Russia’s mobilization was a predictable step that will prove extremely unpopular and underscores that the war is not going according to Moscow’s plan, Ukrainian presidential adviser Mykhailo Podolyak said.

Podolyak said that Russian President Vladimir Putin was trying to shift the blame for starting an “unprovoked war” and Russia’s worsening economic situation onto the West.

“Absolutely predictable appeal, which looks more like an attempt to justify their own failure,” Podolyak wrote, giving the first reaction by Ukraine’s presidential office.

“The war is clearly not going according to Russia’s scenario and therefore required Putin to make extremely unpopular decisions to mobilize and severely restrict the rights of people.”

British foreign office minister Gillian Keegan told Sky News that Putin’s speech was a worrying escalation and the threats he made must be taken seriously.

“Clearly it’s something that we should take very seriously because, you know, we’re not in control — I’m not sure he’s in control either, really. This is obviously an escalation,” Keegan said.

“It is chilling … It’s a serious threat, but one that has been made before,” she told the BBC in a separate interview.

Putin restated his objective was to “liberate” eastern Ukraine’s Donbas industrial heartland and that most people in the region did not want to return to what he called the “yoke” of Ukraine.

“The overall address clearly was more of Putin’s lies, it was a rewriting of history,” Keegan said.

Earlier Wednesday, Ukrainian President Volodymyr Zelensky on Wednesday dismissed Russian plans to stage referendums in occupied regions in eastern and southern Ukraine as a “noise” and thanked Ukraine’s allies for condemning the votes scheduled to start Friday.

Four Russian-controlled regions announced plans Tuesday to start voting this week to become integral parts of Russia, which could set the stage for Moscow to escalate the war following Ukrainian successes on the battlefield.

Former President Dmitry Medvedev, the deputy head of Russia’s Security Council chaired by Putin, said referendums that fold regions into Russia itself would make redrawn frontiers “irreversible” and enable Moscow to use “any means” to defend them.

In his nightly address Zelensky said there were lots of questions surrounding the announcements but stressed that they would not change Ukraine’s commitment to retake areas occupied by Russian forces.

“The situation on the front line clearly indicates that the initiative belongs to Ukraine,” he said. “Our positions do not change because of the noise or any announcements somewhere. And we enjoy the full support of our partners in this.”
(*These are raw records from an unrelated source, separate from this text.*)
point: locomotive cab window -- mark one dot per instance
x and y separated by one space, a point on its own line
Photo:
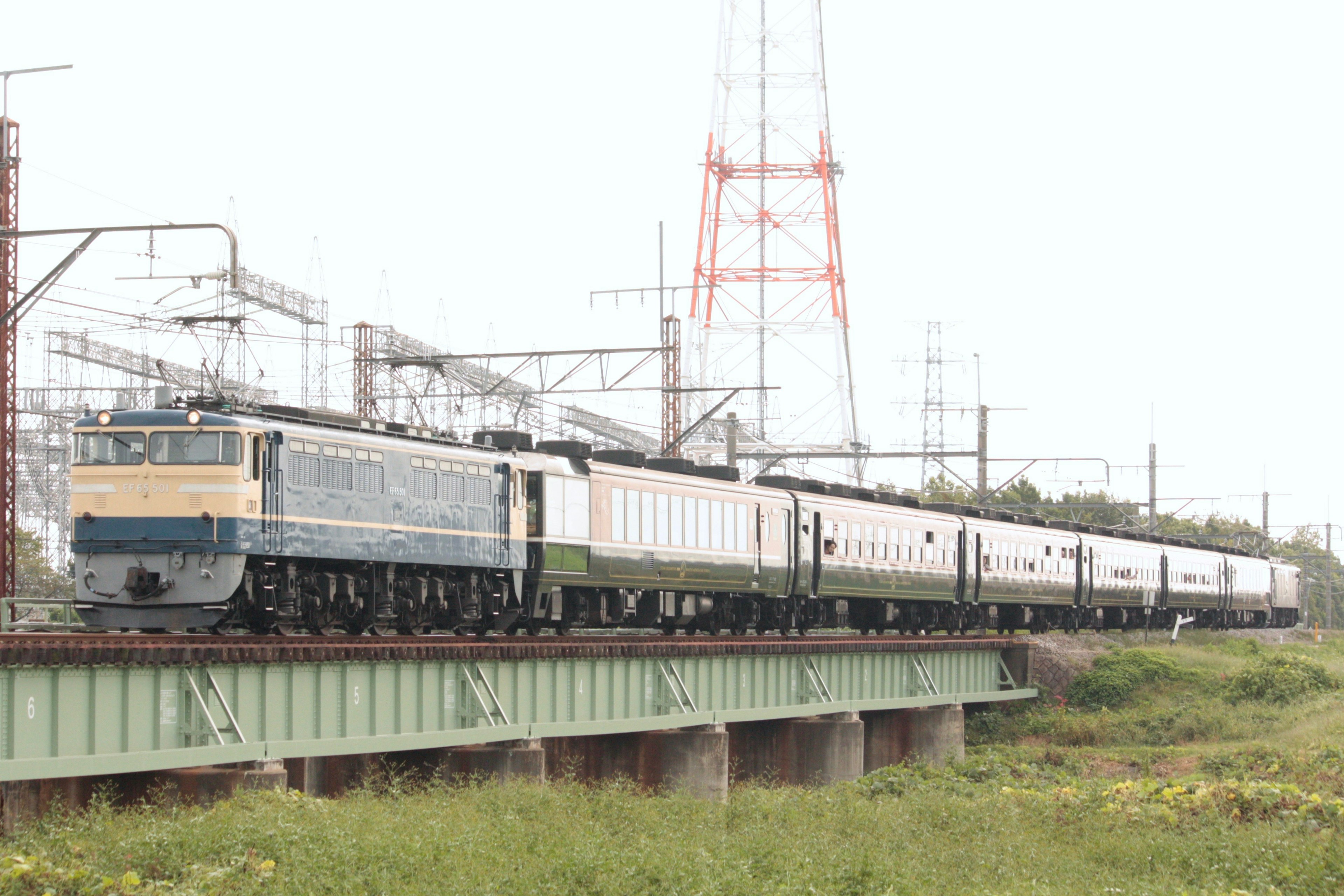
534 495
111 448
195 448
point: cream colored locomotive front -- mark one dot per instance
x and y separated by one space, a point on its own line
160 514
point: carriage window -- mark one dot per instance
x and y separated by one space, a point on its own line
647 502
704 537
663 512
619 515
195 448
577 508
111 448
554 506
568 507
369 479
632 516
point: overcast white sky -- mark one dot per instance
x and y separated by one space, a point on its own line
1120 206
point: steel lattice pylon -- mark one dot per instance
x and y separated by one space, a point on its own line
768 257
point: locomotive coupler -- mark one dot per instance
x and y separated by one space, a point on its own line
143 585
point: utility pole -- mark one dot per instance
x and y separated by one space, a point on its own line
733 439
1152 487
8 339
983 453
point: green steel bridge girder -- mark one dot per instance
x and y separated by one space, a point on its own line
70 721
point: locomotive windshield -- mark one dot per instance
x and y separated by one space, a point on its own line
111 448
195 448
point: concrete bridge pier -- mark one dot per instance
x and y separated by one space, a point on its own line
932 734
693 760
503 761
330 776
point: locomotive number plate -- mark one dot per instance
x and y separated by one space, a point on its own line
144 488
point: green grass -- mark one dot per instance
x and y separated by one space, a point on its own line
952 835
1174 790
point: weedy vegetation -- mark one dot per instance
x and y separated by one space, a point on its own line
1213 768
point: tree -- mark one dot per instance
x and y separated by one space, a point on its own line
34 575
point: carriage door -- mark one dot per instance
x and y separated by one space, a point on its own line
503 511
1162 593
756 567
1085 575
979 565
273 496
802 558
961 565
816 554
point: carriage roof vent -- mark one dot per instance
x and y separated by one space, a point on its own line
566 448
779 481
670 465
506 440
622 457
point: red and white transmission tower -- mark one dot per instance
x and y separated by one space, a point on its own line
768 269
8 359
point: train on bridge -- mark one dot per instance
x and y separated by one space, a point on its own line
194 518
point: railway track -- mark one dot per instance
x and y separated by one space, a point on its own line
49 649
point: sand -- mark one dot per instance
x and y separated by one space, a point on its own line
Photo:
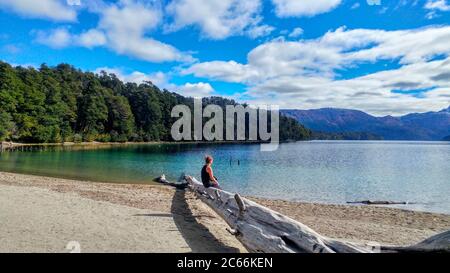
42 214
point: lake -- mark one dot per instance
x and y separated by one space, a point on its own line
318 171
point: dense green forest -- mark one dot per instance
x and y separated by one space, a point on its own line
64 104
345 136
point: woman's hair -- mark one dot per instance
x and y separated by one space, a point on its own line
208 159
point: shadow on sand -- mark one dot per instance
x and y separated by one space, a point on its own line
197 236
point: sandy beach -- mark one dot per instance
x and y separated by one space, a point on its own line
42 214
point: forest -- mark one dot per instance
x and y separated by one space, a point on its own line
64 104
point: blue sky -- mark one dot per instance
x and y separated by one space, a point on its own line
383 57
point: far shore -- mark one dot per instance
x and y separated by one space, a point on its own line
42 214
13 145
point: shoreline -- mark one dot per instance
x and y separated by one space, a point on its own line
185 216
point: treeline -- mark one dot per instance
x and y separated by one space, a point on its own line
345 136
64 104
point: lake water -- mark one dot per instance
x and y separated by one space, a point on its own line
323 171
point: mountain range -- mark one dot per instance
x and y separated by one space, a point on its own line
415 126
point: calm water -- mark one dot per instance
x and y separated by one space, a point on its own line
328 172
The upcoming votes, in the Luhansk, Kherson, Zaporizhzhia and Donetsk regions are all but certain to go Moscow’s way. But they were quickly dismissed as illegitimate by Western leaders who are backing Kyiv with military and other support that has helped its forces seize momentum on battlefields in the east and south.

“I thank all friends and partners of Ukraine for today’s mass principled firm condemnation of Russia’s attempts to stage new sham referenda,” Zelensky said.

In another signal that Russia is digging in for a protracted and possibly ramped-up conflict, the Kremlin-controlled lower of house of parliament voted Tuesday to toughen laws against desertion, surrender and looting by Russian troops. Lawmakers also voted to introduce possible 10-year prison terms for soldiers refusing to fight.

If approved, as expected, by the upper house and then signed by Putin, the legislation would strengthen commanders’ hands against failing morale reported among soldiers.

In the Russian-occupied city of Enerhodar, shelling continued around Europe’s largest nuclear power plant. Ukrainian energy operator Energoatom said Russian shelling again damaged infrastructure at the Zaporizhzhia nuclear power plant and briefly forced workers to start two diesel generators for emergency power to the cooling pumps for one of the reactors.

Such pumps are essential for avoiding a meltdown at a nuclear facility even though all six of the plant’s reactors have been shut down. Energoatom said the generators were later switched off as main power weas restored.

The Zaporizhzhia Nuclear Power Plant has been a focus for concern for months because of fears that shelling could lead to a radiation leak. Russia and Ukraine blame each other for the shelling.